6- Creio que a família é a base essencial da construção de toda possibilidade de sobrevivência da espécie humana num primeiro plano primário, mas que, ainda se revela como agente educativo soberano e determinante em última instância para os caminhos da política e da sociedade. A família não é uma opção, é o imperativo essencial da existência e como tal, recebe nosso mais profundo respeito, sem poder ter de forma alguma, qualquer invasão na sua hierarquia interna e nem sobre os padrões mínimos e primários de moralidade comum, onde os pais são soberanos e os filhos devem à estes a mais digna obediência e honra. Qualquer proposta de vivência sociocultural e até mesmo o propósito do trabalho, encontra na família a sua primária intenção necessária. Os filhos, ao se casarem, deixam de ser responsabilidade totalmente dos pais, devendo à estes um respeito que desejam ter dos seus próprios filhos em seu tempo. Nas situações de adaptações socioculturais, o imperativo da legislação nacional sobre a Vida Civil (Código Civil), é a regra a ser cumprida pelas pessoas que são fiéis a Deus e, a família dos crentes deveria ser uma Embaixada do Reino de Deus para toda a comunidade que os envolve.

7- Creio que a segunda vinda de Yehoshua’ é fato absoluto nas Escrituras Sagradas. O estudo vigilante sobre as profecias se justifica, face a imperativa ordem apostólica:

“E temos, mui firme, a palavra dos profetas, à qual bem fazeis em estar atentos, como a uma luz que alumia em lugar escuro, até que o dia amanheça, e a estrela da alva apareça em vossos corações. Sabendo primeiramente isto: que nenhuma profecia da Escritura é de particular interpretação. Porque a profecia nunca foi produzida por vontade de homem algum, mas os homens santos de Deus falaram inspirados pelo Espírito Santo.” (2ª Pedro 1:19-21).

7.1. Estudar profecias para entender os sinais e a segunda vinda de Cristo, bem como estar alinhado para o encontro com o Senhor é a bendita esperança de todos os fiéis em todos os tempos.

7.2. Admoestar a todas as pessoas acerca desta segunda vinda é tarefa obrigatória para os que servem ao Senhor.
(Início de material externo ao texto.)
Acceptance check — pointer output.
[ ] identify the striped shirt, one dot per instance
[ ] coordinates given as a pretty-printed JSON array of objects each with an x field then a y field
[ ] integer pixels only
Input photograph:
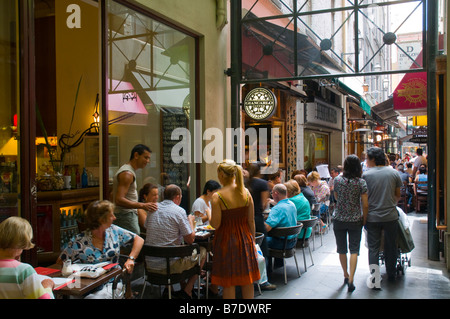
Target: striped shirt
[
  {"x": 20, "y": 281},
  {"x": 166, "y": 227}
]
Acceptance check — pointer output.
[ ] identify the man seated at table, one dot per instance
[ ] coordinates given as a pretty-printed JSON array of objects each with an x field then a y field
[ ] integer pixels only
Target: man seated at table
[
  {"x": 283, "y": 214},
  {"x": 167, "y": 226}
]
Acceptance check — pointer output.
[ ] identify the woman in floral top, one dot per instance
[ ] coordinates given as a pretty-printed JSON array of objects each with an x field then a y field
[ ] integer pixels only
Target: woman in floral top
[
  {"x": 350, "y": 215},
  {"x": 101, "y": 242},
  {"x": 321, "y": 193}
]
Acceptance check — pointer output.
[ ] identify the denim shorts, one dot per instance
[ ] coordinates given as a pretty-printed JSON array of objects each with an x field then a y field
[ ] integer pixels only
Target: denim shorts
[{"x": 354, "y": 231}]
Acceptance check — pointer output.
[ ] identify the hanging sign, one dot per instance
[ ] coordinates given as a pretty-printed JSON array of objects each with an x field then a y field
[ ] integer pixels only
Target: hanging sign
[{"x": 260, "y": 104}]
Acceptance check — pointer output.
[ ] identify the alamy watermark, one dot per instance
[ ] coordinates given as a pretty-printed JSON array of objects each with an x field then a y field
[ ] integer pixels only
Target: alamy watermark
[{"x": 219, "y": 145}]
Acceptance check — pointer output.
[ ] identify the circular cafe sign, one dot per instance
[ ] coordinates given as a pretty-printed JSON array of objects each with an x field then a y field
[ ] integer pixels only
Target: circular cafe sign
[{"x": 260, "y": 104}]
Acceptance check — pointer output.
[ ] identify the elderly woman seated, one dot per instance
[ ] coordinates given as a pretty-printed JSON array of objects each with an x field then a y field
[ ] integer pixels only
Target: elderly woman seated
[
  {"x": 101, "y": 242},
  {"x": 321, "y": 193}
]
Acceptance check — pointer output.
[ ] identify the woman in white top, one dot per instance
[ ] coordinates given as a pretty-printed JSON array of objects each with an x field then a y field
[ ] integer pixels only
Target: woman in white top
[{"x": 202, "y": 206}]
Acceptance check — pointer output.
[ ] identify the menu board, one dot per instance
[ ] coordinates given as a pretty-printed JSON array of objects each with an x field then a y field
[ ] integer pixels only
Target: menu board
[{"x": 177, "y": 174}]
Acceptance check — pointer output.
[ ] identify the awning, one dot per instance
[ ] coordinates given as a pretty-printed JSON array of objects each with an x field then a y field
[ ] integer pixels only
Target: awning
[
  {"x": 354, "y": 87},
  {"x": 125, "y": 107},
  {"x": 385, "y": 110},
  {"x": 410, "y": 96}
]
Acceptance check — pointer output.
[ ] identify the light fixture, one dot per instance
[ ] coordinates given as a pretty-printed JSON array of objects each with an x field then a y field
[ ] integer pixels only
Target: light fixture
[
  {"x": 91, "y": 131},
  {"x": 96, "y": 124}
]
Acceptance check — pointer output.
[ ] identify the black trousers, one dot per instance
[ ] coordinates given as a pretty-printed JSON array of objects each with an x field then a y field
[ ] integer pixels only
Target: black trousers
[{"x": 387, "y": 243}]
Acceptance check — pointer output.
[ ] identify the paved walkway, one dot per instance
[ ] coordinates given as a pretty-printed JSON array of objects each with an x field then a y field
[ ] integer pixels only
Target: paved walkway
[{"x": 425, "y": 279}]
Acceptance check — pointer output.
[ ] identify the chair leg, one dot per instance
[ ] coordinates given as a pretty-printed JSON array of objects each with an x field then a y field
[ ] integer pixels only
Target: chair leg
[
  {"x": 304, "y": 259},
  {"x": 310, "y": 254},
  {"x": 296, "y": 264}
]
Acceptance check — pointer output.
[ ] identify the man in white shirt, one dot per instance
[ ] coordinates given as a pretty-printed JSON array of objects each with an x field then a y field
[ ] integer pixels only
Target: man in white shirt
[
  {"x": 169, "y": 225},
  {"x": 419, "y": 160}
]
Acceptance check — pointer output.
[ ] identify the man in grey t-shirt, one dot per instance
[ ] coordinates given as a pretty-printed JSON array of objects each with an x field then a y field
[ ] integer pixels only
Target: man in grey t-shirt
[{"x": 383, "y": 184}]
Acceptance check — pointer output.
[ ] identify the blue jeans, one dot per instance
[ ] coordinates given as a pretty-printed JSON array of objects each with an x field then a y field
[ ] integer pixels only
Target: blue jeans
[{"x": 278, "y": 243}]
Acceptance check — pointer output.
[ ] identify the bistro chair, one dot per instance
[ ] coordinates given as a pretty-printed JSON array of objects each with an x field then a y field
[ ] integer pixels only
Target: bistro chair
[
  {"x": 259, "y": 237},
  {"x": 308, "y": 223},
  {"x": 403, "y": 201},
  {"x": 283, "y": 233},
  {"x": 315, "y": 211},
  {"x": 421, "y": 194},
  {"x": 168, "y": 253}
]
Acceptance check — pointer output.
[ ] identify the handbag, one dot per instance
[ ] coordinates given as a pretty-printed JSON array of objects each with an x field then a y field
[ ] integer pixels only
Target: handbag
[{"x": 404, "y": 238}]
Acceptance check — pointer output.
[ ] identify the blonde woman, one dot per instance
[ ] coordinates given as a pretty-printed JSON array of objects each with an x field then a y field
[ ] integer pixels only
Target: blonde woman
[
  {"x": 321, "y": 193},
  {"x": 19, "y": 280},
  {"x": 235, "y": 262}
]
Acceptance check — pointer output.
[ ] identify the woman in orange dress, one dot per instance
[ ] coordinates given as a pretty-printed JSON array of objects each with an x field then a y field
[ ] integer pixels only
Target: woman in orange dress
[{"x": 235, "y": 258}]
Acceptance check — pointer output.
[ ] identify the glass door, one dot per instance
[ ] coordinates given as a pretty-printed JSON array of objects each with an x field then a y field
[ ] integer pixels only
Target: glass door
[
  {"x": 151, "y": 96},
  {"x": 9, "y": 110}
]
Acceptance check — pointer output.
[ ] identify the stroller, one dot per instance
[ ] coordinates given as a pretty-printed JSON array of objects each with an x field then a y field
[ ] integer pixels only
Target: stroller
[{"x": 405, "y": 244}]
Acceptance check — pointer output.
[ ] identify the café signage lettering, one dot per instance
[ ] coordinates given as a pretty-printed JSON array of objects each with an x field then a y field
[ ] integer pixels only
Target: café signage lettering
[
  {"x": 260, "y": 104},
  {"x": 74, "y": 19},
  {"x": 323, "y": 114}
]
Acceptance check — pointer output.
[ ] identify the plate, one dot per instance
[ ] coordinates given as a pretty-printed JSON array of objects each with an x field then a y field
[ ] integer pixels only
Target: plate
[{"x": 205, "y": 228}]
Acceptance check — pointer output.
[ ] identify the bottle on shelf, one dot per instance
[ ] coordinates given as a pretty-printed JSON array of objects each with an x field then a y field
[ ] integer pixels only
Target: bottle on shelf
[
  {"x": 84, "y": 179},
  {"x": 78, "y": 176}
]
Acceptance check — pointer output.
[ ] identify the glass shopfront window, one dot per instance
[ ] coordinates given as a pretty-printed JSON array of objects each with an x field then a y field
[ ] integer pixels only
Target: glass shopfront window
[
  {"x": 151, "y": 92},
  {"x": 9, "y": 105},
  {"x": 316, "y": 148}
]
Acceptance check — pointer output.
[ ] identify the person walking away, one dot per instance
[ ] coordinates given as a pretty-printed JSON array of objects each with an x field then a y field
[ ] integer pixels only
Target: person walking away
[
  {"x": 350, "y": 192},
  {"x": 283, "y": 214},
  {"x": 303, "y": 209},
  {"x": 235, "y": 261},
  {"x": 383, "y": 184},
  {"x": 260, "y": 193},
  {"x": 125, "y": 194}
]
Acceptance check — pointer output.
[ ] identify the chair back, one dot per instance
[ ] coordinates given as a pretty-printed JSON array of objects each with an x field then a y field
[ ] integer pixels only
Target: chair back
[
  {"x": 308, "y": 223},
  {"x": 421, "y": 187},
  {"x": 169, "y": 252},
  {"x": 285, "y": 233},
  {"x": 259, "y": 237}
]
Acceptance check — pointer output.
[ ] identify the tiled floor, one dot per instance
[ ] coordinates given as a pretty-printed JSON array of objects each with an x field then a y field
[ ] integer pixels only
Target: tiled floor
[{"x": 425, "y": 279}]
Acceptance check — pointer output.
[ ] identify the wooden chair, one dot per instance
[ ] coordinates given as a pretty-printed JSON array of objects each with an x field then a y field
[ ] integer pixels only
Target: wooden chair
[
  {"x": 168, "y": 253},
  {"x": 283, "y": 233},
  {"x": 308, "y": 223},
  {"x": 403, "y": 201},
  {"x": 420, "y": 194}
]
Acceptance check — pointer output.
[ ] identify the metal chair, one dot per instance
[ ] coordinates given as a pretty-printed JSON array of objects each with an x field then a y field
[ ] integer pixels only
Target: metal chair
[
  {"x": 259, "y": 237},
  {"x": 283, "y": 233},
  {"x": 315, "y": 211},
  {"x": 308, "y": 223},
  {"x": 168, "y": 253},
  {"x": 421, "y": 194},
  {"x": 403, "y": 201}
]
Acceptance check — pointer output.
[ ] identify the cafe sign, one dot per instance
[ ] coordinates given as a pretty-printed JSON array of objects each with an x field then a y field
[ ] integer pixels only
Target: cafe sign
[
  {"x": 260, "y": 104},
  {"x": 420, "y": 135}
]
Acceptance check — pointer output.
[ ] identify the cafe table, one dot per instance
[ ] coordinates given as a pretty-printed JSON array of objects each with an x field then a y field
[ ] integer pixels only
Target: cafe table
[{"x": 83, "y": 286}]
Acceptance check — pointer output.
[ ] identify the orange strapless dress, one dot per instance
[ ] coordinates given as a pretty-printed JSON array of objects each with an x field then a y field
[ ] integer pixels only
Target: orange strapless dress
[{"x": 235, "y": 260}]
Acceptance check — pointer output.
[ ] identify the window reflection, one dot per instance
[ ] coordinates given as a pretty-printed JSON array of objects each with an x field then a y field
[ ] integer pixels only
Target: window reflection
[{"x": 151, "y": 80}]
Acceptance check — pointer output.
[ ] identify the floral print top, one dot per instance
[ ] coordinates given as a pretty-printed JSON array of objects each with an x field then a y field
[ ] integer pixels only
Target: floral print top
[
  {"x": 348, "y": 195},
  {"x": 321, "y": 192},
  {"x": 81, "y": 249}
]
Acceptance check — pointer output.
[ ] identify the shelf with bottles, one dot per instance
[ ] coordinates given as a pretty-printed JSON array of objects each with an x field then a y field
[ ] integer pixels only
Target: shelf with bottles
[
  {"x": 8, "y": 175},
  {"x": 69, "y": 223}
]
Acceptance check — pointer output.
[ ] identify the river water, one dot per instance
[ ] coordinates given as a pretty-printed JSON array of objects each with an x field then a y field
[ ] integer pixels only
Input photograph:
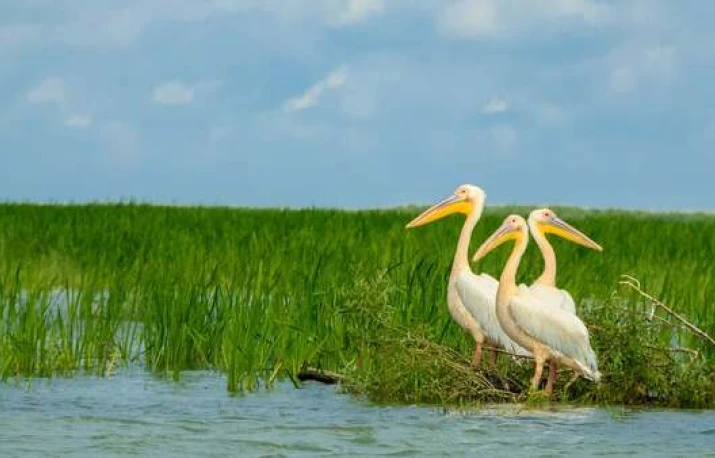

E eu tenho esta tarefa como essencial na minha carreira. Mas, observo que o compromisso das Igrejas com a segunda vinda de Cristo é quase inexistente. Não existe um reavivamento exatamente porque a percepção da brevidade da Segunda Vinda de Cristo não é objeto de estudos ao menos uma vez ao ano. Para remediar esta fraqueza, demando escrever, publicar e otimizar esta mensagem.

Estas são as minhas crenças essenciais!

São a base de crença religiosa de meu Ministério enquanto Pastor e enquanto Capelão e, determinado a anunciá-los sempre que possível apresento-os em documentos específicos que possuem os seus respectivos títulos aqui identificados.

Esperamos em Deus que esta base de crenças nos ajude a encontrar uma referência psíquica que jamais nos deixe perder a direção existencial e o verdadeiro sentido da vida!